How will the stamp duty holiday affect second home buyers?



Following the announcement of a stamp duty holiday last month by Chancellor Rishi Sunak, many questions have been raised on how it will affect second-home buyers.

Before we look at answering those questions though, let’s get definitions out of the way. Stamp Duty Land Tax (SDLT) can be defined as a tax paid by would-be homebuyers on purchasing a property. The fee is usually taxed over land in England as well as Northern Ireland. For people living in Scotland, the Land and Buildings Transaction Tax is charged while in Wales, the Land Transaction Tax is charged instead.

The new stamp duty holiday (which only affects England and Northern Ireland) will last until March 31st 2021, and will see the rise of the payable threshold from £125,000 for residential properties. This will no doubt come as a relief to many, as homeowners will now be exempted from paying the Stamp Duty Land Tax for any properties that are valued under £500,000. Properties over this amount, however, are still liable to pay the rate based on the value attached to them as follows:

1. From £500,001 to £925,000 will be charged a rate of 5%.

2. From £925,001 to £1,500,000 will be charged a rate of 10%.

3. Over £1,500,000, a 12% rate will be incurred.

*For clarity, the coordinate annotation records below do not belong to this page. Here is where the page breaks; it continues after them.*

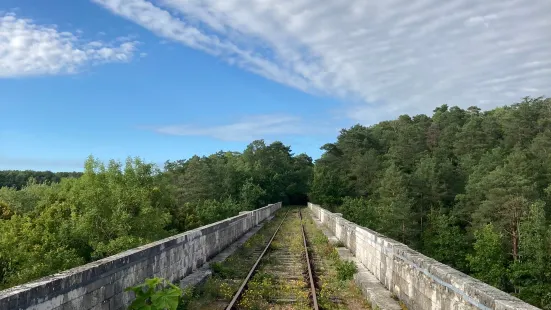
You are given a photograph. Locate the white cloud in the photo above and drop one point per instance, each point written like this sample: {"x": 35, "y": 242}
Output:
{"x": 387, "y": 55}
{"x": 28, "y": 49}
{"x": 247, "y": 129}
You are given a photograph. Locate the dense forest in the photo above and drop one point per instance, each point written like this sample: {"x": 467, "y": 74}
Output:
{"x": 46, "y": 228}
{"x": 469, "y": 188}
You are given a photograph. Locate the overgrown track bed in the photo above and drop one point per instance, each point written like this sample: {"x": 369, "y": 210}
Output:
{"x": 335, "y": 286}
{"x": 282, "y": 278}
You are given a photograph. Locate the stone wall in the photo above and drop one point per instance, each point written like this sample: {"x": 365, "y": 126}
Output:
{"x": 419, "y": 281}
{"x": 101, "y": 284}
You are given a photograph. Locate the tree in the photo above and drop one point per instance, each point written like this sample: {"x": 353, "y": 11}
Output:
{"x": 487, "y": 261}
{"x": 395, "y": 206}
{"x": 531, "y": 273}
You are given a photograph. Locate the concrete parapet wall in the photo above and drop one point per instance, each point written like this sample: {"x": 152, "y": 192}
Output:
{"x": 419, "y": 281}
{"x": 101, "y": 284}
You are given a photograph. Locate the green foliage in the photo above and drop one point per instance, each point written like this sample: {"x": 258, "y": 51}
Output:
{"x": 346, "y": 270}
{"x": 155, "y": 294}
{"x": 487, "y": 261}
{"x": 442, "y": 234}
{"x": 112, "y": 207}
{"x": 435, "y": 182}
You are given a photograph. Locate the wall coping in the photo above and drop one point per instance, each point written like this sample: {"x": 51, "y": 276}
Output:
{"x": 473, "y": 291}
{"x": 73, "y": 278}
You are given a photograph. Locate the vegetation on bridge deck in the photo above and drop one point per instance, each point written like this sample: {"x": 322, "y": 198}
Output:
{"x": 468, "y": 188}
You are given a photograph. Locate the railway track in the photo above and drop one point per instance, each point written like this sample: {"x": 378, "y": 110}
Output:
{"x": 282, "y": 277}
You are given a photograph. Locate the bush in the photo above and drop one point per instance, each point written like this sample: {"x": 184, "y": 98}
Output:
{"x": 346, "y": 270}
{"x": 155, "y": 294}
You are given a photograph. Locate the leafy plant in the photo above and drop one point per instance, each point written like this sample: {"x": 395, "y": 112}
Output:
{"x": 155, "y": 294}
{"x": 346, "y": 270}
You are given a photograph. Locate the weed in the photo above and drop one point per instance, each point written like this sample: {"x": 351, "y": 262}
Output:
{"x": 155, "y": 294}
{"x": 346, "y": 270}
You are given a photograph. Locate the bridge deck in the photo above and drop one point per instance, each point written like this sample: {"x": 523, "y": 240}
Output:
{"x": 281, "y": 280}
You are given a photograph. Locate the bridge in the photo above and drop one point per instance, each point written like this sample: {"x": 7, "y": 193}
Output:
{"x": 279, "y": 244}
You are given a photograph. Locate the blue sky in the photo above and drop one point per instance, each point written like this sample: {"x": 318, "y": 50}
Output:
{"x": 167, "y": 79}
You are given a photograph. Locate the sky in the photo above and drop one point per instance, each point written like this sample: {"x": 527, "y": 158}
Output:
{"x": 167, "y": 79}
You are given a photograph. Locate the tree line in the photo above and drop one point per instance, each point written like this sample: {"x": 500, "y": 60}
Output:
{"x": 52, "y": 226}
{"x": 468, "y": 188}
{"x": 465, "y": 187}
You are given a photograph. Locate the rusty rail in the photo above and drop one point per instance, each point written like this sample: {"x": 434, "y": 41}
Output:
{"x": 310, "y": 274}
{"x": 241, "y": 289}
{"x": 253, "y": 269}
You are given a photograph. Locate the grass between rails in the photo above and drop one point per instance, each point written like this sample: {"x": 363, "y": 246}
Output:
{"x": 335, "y": 286}
{"x": 217, "y": 291}
{"x": 281, "y": 280}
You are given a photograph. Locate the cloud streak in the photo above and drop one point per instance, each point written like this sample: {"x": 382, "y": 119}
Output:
{"x": 28, "y": 49}
{"x": 399, "y": 55}
{"x": 246, "y": 129}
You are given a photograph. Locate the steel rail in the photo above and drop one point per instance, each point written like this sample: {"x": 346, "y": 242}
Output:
{"x": 253, "y": 269}
{"x": 310, "y": 274}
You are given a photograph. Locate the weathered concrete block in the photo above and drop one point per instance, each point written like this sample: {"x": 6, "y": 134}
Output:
{"x": 419, "y": 281}
{"x": 101, "y": 284}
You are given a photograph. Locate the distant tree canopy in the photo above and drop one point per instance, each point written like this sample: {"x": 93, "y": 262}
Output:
{"x": 48, "y": 223}
{"x": 18, "y": 178}
{"x": 471, "y": 189}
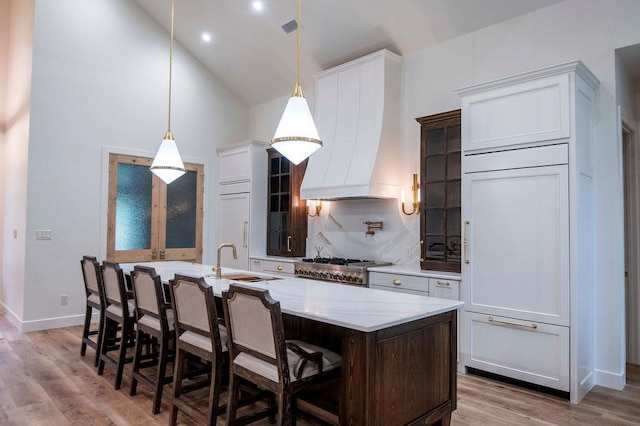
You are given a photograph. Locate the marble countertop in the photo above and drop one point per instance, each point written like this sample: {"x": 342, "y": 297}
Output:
{"x": 278, "y": 258}
{"x": 358, "y": 308}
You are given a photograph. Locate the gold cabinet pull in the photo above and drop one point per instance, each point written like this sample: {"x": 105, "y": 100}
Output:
{"x": 244, "y": 234}
{"x": 515, "y": 324}
{"x": 466, "y": 241}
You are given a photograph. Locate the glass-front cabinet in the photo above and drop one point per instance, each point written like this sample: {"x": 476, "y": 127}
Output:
{"x": 287, "y": 218}
{"x": 440, "y": 184}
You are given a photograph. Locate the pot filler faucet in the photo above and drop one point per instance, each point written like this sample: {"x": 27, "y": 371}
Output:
{"x": 218, "y": 269}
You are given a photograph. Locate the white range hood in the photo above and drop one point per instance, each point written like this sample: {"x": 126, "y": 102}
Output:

Second homeowners, including buy-to-let landlords, are also set to benefit from the stamp duty holiday, but will have to pay a surcharge when compared to first time buyers and single homeowners. This surcharge will be applied to additional properties at 3% on purchases up to £125,000, 5% on amounts worth £125,001 to £250,000 and 8% from £250,001 to £950,000 above the stamp duty.

In the case where the new home is purchased is said to be your primary residence, second-time home buyers will not be liable for surcharge despite owning another property.

In Scotland and Wales, the move to increase the SDLT threshold has also led them to follow suit. The Land & Buildings Transaction Tax threshold was increased to £250,000, up from £145,000 for second home buyers in Scotland while the Land Transaction Tax saw its threshold tax increase from £180,000 to £250,000 for Wales.

Following the new announcements, it is widely expected that the buy-to-let market will be reinvigorated after years of decline. After all, the new measures are expected to reduce the stamp duty on second homes by around a third.

Including second properties in the SDLT holiday was touted as a smart political move on the part of Chancellor Sunak, as it served to show a slight favor towards landlords and people with second homes. This is in stark contrast to the past few years, where buy-to-let landlords had traditionally been hit with increased taxes such as the scrapping of the landlord mortgage interest tax relief.